IoT botnets and DDoS attacks have prominent lawmakers asking government agencies some probing questions about what can be done.
Sen. Mark Warner (D-VA) on Tuesday sent a letter to the Federal Communications Commission—as well as the Federal Trade Commission and Homeland Security—querying among other things whether ISPs have a legal standing to boot insecure connected devices from their networks. Warner wrote:
“Under the Federal Communications Commission’s (FCC’s) Open Internet rules, ISPs cannot prohibit the attachment of “non-harmful devices” to their networks. It seems entirely reasonable to conclude under the present circumstances, however, that devices with certain insecure attributes could be deemed harmful to the “network” – whether the ISP’s own network or the networks to which it is connected. While remaining vigilant to ensure that such prohibitions do not serve as a pretext for anticompetitive or exclusionary behavior, I would encourage regulators to provide greater clarity to internet service providers in this area.”
Last Friday’s DDoS attack against DNS provider Dyn was the final straw after a stretch of similar attacks in which connected things were amassed in giant botnets to flood targets with an overwhelming amount of traffic.
Warner, right, who heads the Senate Cybersecurity Caucus, called out the Mirai malware in particular as weapon of choice used by hackers to gather IP-enabled cameras, DVRs and home networking gear into botnets.
“Mirai’s efficacy depends, in large part, on the unacceptably low level of security inherent in a vast array of network devices,” Warner wrote in his letter to FCC Chairman Tom Wheeler.
Mirai scans the Internet for connected devices and uses a hardcoded array of weak or known default credentials to access the devices, compromise them and force them to communicate with a dynamic command and control infrastructure. Mirai, experts believe, was not the only botnet involved in Friday’s attacks, which impacted Internet service on the East Coast and left sites such as Twitter, Reddit, Netflix and others unreachable during different times during the day.
“The weak security of many of the new connected consumer devices provides an attractive target for attackers, leveraging the bandwidth and processing power of millions of devices, many of them with few privacy or security measures, to swamp internet sites and servers with an overwhelming volume of traffic,” Warner said. “I am interested in a range of expert opinions and meaningful action on new and improved tools to better protect American consumers, manufacturers, retailers, Internet sites and service providers.”
The Mirai malware has made short work of Chinese manufacturer Hangzhou Xiongmai’s gear; many of the bots it has recruited were built with white-label circuit boards from the company that contain a known default credential that was found among the malware’s hardcoded credentials. The company has recalled the equipment and reminded users to change the default credentials and apply an April 2015 firmware update that closed off an open telnet port.
“Because the producers of these insecure IoT devices currently are insulated from any standards requirements, market feedback, or liability concerns, I am deeply concerned that we are witnessing a ‘tragedy of the commons’ threat to the continued functioning of the internet, as the security so vital to all internet users remains the responsibility of none,” Warner wrote. “Further, buyers have little recourse when, despite their best efforts, security failures occur.”
Warner concluded his letter with a list of nine questions he wants answered from Wheeler, as well as the FTC and DHS. The first and most prominent query the chairman made was about network management practices ISPs have available to them to respond to DDoS attacks and whether Mirai qualifies to warrant a response from ISPs and deny them access to the public network.
Yesterday, researchers at Flashpoint said that with “moderate confidence” they believe that script kiddies were behind Friday’s DDoS attack, rather than a politically motivated entity.
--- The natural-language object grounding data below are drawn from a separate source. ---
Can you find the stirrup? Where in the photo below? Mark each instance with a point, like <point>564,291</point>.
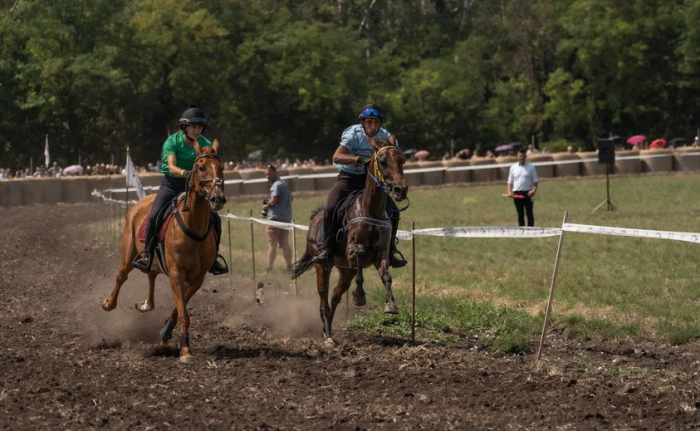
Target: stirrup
<point>218,268</point>
<point>396,259</point>
<point>143,261</point>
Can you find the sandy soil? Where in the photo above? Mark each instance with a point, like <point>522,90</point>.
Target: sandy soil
<point>67,364</point>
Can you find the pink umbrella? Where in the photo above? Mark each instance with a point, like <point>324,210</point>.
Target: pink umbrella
<point>73,170</point>
<point>636,139</point>
<point>421,155</point>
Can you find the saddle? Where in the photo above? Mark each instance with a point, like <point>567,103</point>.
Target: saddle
<point>162,221</point>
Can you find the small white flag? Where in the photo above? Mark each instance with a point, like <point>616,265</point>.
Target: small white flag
<point>132,179</point>
<point>47,159</point>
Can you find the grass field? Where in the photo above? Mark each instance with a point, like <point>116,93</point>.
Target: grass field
<point>608,287</point>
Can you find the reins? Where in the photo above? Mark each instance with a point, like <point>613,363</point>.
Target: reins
<point>378,177</point>
<point>205,194</point>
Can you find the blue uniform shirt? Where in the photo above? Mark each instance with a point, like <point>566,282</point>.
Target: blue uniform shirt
<point>357,144</point>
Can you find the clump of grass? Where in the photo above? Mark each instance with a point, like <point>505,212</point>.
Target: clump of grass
<point>450,319</point>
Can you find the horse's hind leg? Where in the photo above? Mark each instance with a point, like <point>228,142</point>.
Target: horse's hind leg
<point>358,295</point>
<point>149,304</point>
<point>322,279</point>
<point>182,297</point>
<point>128,252</point>
<point>344,281</point>
<point>166,333</point>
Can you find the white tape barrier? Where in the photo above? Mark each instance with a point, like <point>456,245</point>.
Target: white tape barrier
<point>489,232</point>
<point>636,233</point>
<point>486,231</point>
<point>438,168</point>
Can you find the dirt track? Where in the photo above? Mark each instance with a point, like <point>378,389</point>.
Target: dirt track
<point>66,364</point>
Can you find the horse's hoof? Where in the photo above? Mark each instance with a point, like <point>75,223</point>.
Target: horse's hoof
<point>391,309</point>
<point>144,307</point>
<point>359,299</point>
<point>106,305</point>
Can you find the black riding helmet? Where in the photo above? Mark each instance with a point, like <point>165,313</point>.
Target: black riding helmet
<point>193,115</point>
<point>371,110</point>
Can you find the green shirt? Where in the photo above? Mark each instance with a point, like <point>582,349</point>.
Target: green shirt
<point>184,154</point>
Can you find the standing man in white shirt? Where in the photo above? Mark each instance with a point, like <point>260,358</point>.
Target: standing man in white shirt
<point>522,181</point>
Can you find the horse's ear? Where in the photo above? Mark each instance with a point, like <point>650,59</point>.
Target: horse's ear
<point>374,144</point>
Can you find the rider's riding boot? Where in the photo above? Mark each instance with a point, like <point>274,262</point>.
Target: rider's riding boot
<point>218,268</point>
<point>396,259</point>
<point>323,251</point>
<point>143,260</point>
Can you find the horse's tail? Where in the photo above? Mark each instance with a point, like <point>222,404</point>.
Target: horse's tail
<point>301,265</point>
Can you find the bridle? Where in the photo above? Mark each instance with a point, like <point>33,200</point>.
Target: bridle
<point>378,176</point>
<point>201,190</point>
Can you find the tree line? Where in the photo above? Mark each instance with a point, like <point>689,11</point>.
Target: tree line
<point>287,77</point>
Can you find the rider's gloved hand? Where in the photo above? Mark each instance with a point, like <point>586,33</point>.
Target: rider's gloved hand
<point>364,161</point>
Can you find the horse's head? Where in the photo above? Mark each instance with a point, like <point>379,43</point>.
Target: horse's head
<point>387,167</point>
<point>208,175</point>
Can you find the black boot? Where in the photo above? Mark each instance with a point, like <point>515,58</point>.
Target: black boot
<point>396,259</point>
<point>324,252</point>
<point>144,259</point>
<point>218,268</point>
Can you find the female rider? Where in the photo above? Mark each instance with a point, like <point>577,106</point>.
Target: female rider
<point>178,156</point>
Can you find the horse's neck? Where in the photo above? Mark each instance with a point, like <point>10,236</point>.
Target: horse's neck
<point>373,199</point>
<point>197,218</point>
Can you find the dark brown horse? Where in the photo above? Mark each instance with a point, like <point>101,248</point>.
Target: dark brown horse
<point>187,259</point>
<point>367,234</point>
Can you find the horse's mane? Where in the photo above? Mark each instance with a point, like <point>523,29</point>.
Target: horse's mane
<point>316,211</point>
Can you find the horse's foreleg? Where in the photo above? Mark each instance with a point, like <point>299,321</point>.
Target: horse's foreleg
<point>358,295</point>
<point>149,304</point>
<point>179,288</point>
<point>389,303</point>
<point>322,280</point>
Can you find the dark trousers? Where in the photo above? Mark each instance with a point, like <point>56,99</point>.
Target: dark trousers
<point>522,206</point>
<point>344,185</point>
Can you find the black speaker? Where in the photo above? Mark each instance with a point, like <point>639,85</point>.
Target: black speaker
<point>606,151</point>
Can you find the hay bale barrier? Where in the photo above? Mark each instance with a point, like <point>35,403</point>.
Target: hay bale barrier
<point>590,166</point>
<point>686,159</point>
<point>434,174</point>
<point>327,176</point>
<point>456,176</point>
<point>633,165</point>
<point>656,161</point>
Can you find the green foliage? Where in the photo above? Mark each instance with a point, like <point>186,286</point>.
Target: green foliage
<point>288,77</point>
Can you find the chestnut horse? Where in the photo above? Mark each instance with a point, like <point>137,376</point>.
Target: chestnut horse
<point>187,259</point>
<point>367,236</point>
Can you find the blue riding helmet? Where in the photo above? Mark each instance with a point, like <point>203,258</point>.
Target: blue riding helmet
<point>193,115</point>
<point>371,111</point>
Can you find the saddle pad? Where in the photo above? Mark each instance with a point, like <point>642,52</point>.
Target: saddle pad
<point>161,233</point>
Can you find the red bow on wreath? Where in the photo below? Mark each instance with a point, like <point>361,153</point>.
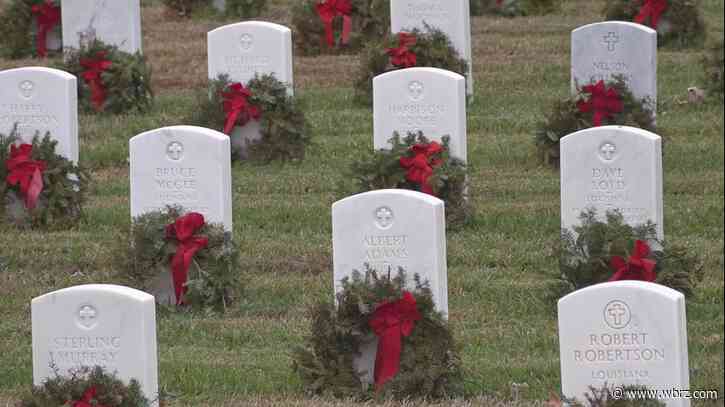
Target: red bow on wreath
<point>27,173</point>
<point>237,107</point>
<point>652,9</point>
<point>92,75</point>
<point>187,245</point>
<point>327,11</point>
<point>402,56</point>
<point>47,16</point>
<point>639,267</point>
<point>420,165</point>
<point>390,322</point>
<point>87,398</point>
<point>603,102</point>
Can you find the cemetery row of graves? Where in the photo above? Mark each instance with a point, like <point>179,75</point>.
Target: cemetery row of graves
<point>198,210</point>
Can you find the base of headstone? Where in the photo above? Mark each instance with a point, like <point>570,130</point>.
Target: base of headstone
<point>243,136</point>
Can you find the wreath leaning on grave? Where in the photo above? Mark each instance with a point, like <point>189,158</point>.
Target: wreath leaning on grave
<point>229,105</point>
<point>232,8</point>
<point>594,105</point>
<point>678,22</point>
<point>38,187</point>
<point>25,26</point>
<point>429,48</point>
<point>86,387</point>
<point>514,8</point>
<point>338,26</point>
<point>417,164</point>
<point>110,80</point>
<point>181,259</point>
<point>598,251</point>
<point>416,355</point>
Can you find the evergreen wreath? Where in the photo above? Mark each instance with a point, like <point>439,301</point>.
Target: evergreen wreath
<point>598,251</point>
<point>678,23</point>
<point>110,80</point>
<point>86,387</point>
<point>284,129</point>
<point>24,26</point>
<point>38,187</point>
<point>600,104</point>
<point>514,8</point>
<point>429,48</point>
<point>427,365</point>
<point>417,164</point>
<point>714,63</point>
<point>338,26</point>
<point>233,8</point>
<point>199,259</point>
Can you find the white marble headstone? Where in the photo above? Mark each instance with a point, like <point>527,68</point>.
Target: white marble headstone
<point>623,334</point>
<point>182,165</point>
<point>41,99</point>
<point>602,50</point>
<point>420,99</point>
<point>453,17</point>
<point>244,49</point>
<point>115,22</point>
<point>96,325</point>
<point>612,167</point>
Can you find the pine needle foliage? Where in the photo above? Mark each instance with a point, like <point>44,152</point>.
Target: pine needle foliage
<point>429,365</point>
<point>62,390</point>
<point>370,20</point>
<point>433,49</point>
<point>127,81</point>
<point>60,204</point>
<point>565,118</point>
<point>381,169</point>
<point>681,26</point>
<point>214,272</point>
<point>18,29</point>
<point>284,128</point>
<point>585,253</point>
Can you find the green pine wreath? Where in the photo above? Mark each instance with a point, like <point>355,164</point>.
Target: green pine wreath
<point>586,252</point>
<point>284,128</point>
<point>565,118</point>
<point>18,29</point>
<point>429,363</point>
<point>86,387</point>
<point>127,82</point>
<point>145,261</point>
<point>233,8</point>
<point>514,8</point>
<point>382,169</point>
<point>432,48</point>
<point>60,203</point>
<point>680,26</point>
<point>370,21</point>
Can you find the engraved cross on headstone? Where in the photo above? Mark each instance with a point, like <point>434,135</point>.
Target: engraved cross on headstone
<point>612,39</point>
<point>617,312</point>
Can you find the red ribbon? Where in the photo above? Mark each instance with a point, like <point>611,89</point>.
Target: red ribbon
<point>47,16</point>
<point>237,107</point>
<point>327,11</point>
<point>390,322</point>
<point>652,9</point>
<point>27,173</point>
<point>402,56</point>
<point>420,165</point>
<point>93,77</point>
<point>603,102</point>
<point>638,267</point>
<point>87,399</point>
<point>187,245</point>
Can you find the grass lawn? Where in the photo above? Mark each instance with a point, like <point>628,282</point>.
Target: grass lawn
<point>499,266</point>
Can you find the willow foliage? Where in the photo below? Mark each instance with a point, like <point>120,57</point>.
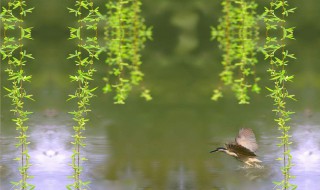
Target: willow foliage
<point>237,35</point>
<point>87,52</point>
<point>276,52</point>
<point>125,36</point>
<point>16,57</point>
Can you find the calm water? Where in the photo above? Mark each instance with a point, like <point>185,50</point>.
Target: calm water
<point>163,144</point>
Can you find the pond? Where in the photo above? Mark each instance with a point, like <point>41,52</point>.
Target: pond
<point>165,143</point>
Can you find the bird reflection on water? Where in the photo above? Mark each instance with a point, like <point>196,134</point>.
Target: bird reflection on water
<point>243,148</point>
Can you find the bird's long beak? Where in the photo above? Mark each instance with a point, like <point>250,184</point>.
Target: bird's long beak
<point>214,151</point>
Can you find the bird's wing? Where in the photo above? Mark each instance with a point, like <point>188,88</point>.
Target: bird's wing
<point>247,139</point>
<point>239,150</point>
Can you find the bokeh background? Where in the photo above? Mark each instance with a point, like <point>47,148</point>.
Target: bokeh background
<point>165,143</point>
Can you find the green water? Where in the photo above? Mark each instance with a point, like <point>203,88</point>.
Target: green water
<point>165,143</point>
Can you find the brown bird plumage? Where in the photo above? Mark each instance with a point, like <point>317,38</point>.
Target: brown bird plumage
<point>243,148</point>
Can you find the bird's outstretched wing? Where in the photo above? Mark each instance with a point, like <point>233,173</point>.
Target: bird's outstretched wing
<point>247,139</point>
<point>241,151</point>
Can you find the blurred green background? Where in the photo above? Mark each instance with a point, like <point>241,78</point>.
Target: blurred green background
<point>162,144</point>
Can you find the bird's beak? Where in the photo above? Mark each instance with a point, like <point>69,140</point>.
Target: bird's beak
<point>214,151</point>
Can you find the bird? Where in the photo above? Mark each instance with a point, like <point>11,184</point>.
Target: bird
<point>243,148</point>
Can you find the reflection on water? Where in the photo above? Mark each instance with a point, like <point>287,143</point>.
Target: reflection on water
<point>50,153</point>
<point>306,156</point>
<point>142,154</point>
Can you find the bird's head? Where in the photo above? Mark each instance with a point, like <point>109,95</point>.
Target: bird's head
<point>219,149</point>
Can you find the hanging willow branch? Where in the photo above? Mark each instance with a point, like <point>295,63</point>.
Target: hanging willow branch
<point>17,57</point>
<point>125,36</point>
<point>85,55</point>
<point>275,50</point>
<point>237,35</point>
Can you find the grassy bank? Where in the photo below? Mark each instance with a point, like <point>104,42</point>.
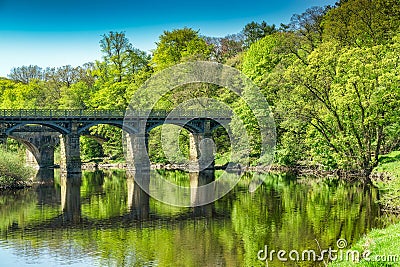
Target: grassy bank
<point>384,244</point>
<point>13,172</point>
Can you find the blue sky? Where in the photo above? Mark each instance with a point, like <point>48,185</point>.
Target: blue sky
<point>59,32</point>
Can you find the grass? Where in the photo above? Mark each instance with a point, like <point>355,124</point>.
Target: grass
<point>13,172</point>
<point>383,242</point>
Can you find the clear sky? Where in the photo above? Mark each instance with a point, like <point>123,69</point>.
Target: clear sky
<point>53,33</point>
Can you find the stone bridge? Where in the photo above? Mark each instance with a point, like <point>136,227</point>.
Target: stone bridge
<point>31,127</point>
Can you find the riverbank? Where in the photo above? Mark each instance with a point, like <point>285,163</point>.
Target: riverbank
<point>13,172</point>
<point>384,244</point>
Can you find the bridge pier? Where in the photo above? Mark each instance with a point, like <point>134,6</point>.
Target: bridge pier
<point>70,152</point>
<point>136,151</point>
<point>71,199</point>
<point>138,199</point>
<point>202,149</point>
<point>40,147</point>
<point>3,136</point>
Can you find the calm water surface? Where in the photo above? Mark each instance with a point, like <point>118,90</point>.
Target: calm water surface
<point>105,220</point>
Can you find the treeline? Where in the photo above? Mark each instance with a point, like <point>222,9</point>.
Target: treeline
<point>331,76</point>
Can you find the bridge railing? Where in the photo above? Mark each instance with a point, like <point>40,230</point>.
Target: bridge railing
<point>71,113</point>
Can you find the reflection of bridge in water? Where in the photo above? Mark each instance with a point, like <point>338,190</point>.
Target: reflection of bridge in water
<point>137,200</point>
<point>68,125</point>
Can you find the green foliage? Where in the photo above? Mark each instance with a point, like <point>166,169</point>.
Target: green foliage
<point>383,243</point>
<point>179,45</point>
<point>13,172</point>
<point>363,22</point>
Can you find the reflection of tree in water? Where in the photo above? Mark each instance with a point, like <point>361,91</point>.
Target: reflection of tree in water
<point>121,226</point>
<point>287,214</point>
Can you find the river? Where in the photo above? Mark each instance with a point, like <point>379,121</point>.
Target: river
<point>105,220</point>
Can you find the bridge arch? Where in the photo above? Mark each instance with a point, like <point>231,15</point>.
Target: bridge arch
<point>54,126</point>
<point>128,129</point>
<point>40,145</point>
<point>190,127</point>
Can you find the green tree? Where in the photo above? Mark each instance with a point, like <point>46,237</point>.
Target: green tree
<point>349,99</point>
<point>255,31</point>
<point>179,45</point>
<point>363,22</point>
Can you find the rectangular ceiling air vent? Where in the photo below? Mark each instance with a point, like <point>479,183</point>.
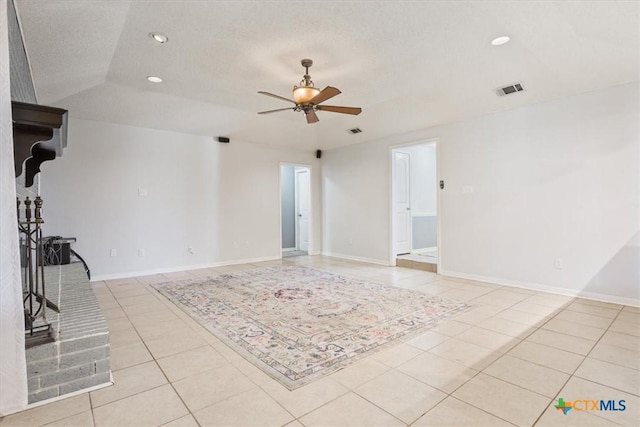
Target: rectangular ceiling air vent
<point>508,90</point>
That conclusion was echoed by Director of National Intelligence James Clapper during testimony Tuesday at the Council on Foreign Relations.
Flashpoint said it believes the attackers are related to the Hackforums community where the Mirai malware’s source code was made public. Further supporting its claim, Flashpoint said the infrastructure used in Friday’s DDoS attack was also used to target a well-known and unnamed video game company.
“While there does not appear to have been any disruption of service, the targeting of a video game company is less indicative of hacktivists, state-actors, or social justice communities, and aligns more with the hackers that frequent online hacking forums,” Flashpoint director of security research Allison Nixon said, adding that the script kiddies likely involved in the attack are less motivated by financial or political gain, and more by notoriety, or to “cause disruption and chaos for sport.”